The 30th Sunday of the Year Ex 22:20-26; 1 Thess 1:5-10; Mt 22:34-40 (Year A)
“The Lord said to Moses, ‘Tell this to the sons of Israel. You must not molest the stranger or oppress him, for you lived as strangers in the land of Egypt.” At the heart of the law entrusted to Moses was the repeated injunction to care for the poor and needy, frequently identified with “the stranger in your midst, the widow and the orphan”. These broad categories gave a special place to the powerless, to those without a voice.
Further instructions guarded the poor from exploitation: “If you lend money to any poor man, you must not demand interest from him. If you take another’s cloak as a pledge, you must return it before sunset. It is all the covering he has.”
Such instructions were more than the financial arrangements of a primitive society; they were the expression of the fundamental relationship between God and his people.
The tribes of Israel existed only because the God of Israel had heard their cry in Egypt. In love he had responded to their need, and therefore they themselves were called to the same compassion. “If the Lord set his heart on you and chose you, it was not because you outnumbered other peoples: you were the least of all peoples. It was for love of you that the Lord brought you out of Egypt and redeemed you from the house of slavery.”
No society can operate without law. Thus the commandments entrusted to Moses developed over the centuries into a complex body of legislation governing every aspect of life. At the time of Jesus, the Pharisees and the Sadducees were its guardians, frequently using its precepts to safeguard their own interests.
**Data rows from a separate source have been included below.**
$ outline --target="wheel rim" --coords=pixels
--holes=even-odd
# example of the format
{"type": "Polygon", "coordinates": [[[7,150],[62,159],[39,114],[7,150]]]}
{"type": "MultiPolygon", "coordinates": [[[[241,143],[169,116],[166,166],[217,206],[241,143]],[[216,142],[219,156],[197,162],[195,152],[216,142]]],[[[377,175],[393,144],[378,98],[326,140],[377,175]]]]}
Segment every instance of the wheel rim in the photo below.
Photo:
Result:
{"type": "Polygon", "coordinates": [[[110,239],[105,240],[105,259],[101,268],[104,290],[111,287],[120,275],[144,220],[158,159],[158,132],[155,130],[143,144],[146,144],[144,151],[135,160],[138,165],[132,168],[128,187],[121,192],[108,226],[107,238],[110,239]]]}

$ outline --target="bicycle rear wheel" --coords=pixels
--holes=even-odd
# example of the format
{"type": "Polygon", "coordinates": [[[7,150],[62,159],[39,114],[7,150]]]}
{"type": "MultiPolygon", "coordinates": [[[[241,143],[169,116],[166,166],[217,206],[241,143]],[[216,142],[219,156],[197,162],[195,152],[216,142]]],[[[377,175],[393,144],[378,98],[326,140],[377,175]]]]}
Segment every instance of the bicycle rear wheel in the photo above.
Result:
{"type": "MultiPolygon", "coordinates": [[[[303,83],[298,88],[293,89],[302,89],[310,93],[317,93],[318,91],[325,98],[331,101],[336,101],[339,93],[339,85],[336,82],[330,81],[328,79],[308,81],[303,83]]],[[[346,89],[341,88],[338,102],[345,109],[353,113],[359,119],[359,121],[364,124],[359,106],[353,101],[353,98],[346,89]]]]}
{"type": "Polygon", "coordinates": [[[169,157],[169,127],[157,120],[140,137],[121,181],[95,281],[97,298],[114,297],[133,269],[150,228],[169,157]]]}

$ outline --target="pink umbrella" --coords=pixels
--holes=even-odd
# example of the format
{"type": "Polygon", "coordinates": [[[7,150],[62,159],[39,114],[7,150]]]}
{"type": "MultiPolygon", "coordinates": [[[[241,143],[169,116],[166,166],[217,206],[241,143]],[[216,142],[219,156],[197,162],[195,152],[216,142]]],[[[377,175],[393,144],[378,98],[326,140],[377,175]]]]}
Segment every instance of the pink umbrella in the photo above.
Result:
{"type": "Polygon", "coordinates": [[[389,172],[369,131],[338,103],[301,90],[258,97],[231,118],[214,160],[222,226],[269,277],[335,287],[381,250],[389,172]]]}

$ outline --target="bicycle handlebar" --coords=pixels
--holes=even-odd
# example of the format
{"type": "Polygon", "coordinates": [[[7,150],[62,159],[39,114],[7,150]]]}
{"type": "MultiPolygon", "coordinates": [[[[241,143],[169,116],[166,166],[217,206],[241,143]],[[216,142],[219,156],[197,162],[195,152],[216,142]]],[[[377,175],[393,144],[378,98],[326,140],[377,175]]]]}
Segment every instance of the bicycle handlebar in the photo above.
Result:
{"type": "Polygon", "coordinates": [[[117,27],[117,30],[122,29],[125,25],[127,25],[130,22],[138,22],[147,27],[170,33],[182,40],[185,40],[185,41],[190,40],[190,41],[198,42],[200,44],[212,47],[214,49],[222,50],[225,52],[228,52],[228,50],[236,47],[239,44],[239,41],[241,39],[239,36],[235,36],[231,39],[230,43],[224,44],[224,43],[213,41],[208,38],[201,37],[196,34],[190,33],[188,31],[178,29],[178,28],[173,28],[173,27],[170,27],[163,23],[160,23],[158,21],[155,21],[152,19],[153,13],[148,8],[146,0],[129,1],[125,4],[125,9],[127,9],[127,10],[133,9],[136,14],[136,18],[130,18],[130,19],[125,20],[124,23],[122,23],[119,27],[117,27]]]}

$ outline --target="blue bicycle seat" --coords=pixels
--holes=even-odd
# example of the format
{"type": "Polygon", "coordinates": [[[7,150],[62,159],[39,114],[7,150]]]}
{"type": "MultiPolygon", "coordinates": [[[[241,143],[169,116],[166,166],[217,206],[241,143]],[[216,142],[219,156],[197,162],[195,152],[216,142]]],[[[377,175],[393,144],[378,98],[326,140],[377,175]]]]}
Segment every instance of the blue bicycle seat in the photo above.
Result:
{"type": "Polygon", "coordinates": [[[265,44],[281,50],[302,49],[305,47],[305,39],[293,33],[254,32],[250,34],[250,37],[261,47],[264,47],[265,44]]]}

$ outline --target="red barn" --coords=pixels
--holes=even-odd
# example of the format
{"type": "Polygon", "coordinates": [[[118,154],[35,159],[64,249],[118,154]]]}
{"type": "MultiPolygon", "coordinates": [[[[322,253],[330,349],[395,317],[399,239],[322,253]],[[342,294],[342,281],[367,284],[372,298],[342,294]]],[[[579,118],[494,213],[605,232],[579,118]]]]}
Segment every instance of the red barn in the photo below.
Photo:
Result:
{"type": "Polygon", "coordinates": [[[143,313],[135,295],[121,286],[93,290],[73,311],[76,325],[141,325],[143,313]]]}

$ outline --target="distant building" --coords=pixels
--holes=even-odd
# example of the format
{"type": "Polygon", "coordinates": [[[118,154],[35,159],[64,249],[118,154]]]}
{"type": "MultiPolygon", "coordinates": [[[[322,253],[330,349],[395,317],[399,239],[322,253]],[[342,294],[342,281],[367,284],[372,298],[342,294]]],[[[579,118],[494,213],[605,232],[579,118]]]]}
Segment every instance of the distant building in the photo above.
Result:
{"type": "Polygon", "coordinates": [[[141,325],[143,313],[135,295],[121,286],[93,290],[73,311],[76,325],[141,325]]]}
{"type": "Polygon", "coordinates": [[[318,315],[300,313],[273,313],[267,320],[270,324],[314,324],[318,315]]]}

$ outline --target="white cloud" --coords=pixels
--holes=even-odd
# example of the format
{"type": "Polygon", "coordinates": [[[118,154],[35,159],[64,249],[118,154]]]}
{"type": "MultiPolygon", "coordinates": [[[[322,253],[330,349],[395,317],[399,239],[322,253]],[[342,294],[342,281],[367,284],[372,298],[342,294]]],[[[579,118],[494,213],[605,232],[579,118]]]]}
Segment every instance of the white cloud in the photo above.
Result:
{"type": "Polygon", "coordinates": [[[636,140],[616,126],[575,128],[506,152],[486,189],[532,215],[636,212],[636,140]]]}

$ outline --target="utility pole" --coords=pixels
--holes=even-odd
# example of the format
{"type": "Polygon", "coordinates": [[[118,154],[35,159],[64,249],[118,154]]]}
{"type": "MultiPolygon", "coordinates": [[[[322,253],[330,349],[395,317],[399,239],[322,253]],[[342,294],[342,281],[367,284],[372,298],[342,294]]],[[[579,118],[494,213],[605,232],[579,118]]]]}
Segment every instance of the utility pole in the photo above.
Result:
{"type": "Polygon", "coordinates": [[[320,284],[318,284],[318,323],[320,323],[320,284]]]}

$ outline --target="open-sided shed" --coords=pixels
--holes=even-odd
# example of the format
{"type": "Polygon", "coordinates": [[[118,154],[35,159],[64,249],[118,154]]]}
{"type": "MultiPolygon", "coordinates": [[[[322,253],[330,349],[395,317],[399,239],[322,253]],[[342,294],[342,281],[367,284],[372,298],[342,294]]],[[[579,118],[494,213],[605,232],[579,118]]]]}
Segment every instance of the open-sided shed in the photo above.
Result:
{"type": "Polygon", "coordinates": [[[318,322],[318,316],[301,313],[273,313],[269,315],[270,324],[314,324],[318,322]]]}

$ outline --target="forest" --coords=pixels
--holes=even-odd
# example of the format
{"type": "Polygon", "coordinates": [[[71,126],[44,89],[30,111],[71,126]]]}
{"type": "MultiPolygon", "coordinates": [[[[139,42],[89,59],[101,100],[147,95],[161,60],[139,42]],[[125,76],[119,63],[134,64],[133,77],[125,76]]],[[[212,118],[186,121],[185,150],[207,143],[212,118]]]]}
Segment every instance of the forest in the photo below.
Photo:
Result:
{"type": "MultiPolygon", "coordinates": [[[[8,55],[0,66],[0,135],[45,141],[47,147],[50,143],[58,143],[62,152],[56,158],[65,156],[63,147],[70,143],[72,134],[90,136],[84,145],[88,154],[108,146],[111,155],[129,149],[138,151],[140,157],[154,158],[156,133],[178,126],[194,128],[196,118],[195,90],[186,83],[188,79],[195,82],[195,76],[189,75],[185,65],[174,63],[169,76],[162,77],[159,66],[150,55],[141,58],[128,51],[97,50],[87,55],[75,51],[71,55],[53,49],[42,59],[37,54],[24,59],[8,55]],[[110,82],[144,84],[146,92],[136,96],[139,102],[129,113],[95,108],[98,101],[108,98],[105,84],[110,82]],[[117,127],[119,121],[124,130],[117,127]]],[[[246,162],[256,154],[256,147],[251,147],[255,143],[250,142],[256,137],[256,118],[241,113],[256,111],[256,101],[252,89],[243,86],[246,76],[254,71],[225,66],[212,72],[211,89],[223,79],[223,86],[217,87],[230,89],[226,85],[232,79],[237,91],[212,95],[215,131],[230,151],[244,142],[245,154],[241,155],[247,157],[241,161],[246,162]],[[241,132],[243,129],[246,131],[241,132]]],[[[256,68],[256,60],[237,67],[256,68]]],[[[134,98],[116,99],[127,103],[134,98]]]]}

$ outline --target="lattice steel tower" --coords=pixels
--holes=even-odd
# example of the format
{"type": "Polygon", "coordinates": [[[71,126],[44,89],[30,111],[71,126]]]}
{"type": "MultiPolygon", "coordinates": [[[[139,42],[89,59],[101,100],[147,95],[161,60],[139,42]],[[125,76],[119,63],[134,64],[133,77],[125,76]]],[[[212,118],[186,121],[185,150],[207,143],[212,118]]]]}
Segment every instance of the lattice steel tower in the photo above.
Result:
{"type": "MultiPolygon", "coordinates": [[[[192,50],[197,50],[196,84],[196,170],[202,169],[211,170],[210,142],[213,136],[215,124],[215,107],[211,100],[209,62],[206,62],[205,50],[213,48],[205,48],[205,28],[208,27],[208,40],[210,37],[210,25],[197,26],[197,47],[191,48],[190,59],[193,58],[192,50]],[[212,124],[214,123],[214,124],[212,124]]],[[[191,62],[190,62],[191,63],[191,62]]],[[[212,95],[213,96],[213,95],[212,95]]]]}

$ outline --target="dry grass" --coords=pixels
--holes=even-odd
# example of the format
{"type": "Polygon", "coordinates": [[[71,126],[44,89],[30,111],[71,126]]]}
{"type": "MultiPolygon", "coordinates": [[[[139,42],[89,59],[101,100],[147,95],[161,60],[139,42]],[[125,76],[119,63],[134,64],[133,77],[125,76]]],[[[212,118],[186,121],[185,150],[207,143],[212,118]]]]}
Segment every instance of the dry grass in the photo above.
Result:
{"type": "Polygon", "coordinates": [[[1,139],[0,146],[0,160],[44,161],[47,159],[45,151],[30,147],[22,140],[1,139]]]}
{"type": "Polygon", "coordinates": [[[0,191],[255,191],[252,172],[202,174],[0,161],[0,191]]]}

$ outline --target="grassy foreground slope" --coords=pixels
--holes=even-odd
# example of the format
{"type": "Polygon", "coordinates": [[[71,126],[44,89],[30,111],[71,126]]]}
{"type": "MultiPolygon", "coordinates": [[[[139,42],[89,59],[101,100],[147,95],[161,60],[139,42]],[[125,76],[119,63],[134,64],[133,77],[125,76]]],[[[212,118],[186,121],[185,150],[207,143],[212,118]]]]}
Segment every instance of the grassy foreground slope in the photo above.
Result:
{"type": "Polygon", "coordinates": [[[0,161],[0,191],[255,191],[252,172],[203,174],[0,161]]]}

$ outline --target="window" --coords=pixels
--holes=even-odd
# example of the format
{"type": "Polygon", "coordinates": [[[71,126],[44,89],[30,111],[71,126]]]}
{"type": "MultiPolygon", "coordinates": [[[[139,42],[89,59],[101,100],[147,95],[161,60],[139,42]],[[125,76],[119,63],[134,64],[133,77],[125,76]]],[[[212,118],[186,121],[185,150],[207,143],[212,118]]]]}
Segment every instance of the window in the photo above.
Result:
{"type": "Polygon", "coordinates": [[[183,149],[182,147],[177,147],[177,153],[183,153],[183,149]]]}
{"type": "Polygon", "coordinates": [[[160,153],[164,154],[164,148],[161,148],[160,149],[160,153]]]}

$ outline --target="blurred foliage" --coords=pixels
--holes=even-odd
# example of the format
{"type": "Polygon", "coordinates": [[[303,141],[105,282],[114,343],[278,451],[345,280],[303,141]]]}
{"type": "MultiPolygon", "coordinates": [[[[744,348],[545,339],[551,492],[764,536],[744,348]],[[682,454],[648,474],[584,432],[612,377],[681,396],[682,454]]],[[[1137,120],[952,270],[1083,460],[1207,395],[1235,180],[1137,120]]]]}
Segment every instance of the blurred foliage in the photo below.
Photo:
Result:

In asking Jesus to judge which was the greatest commandment of the Law, they were seeking to entrap him in a blind labyrinth of their own making. In his answer Jesus took them back to the salvation that had called both the Law and God’s people into being: “You must love the Lord your God with all your heart, with all your soul, and with all your mind. You must love your neighbour as yourself. On these two commandments hang the whole Law, and the Prophets also.”
The same Lord comes to us in our need, and if we are to become like him, nothing can absolve us from a duty to reach out to need in its many forms.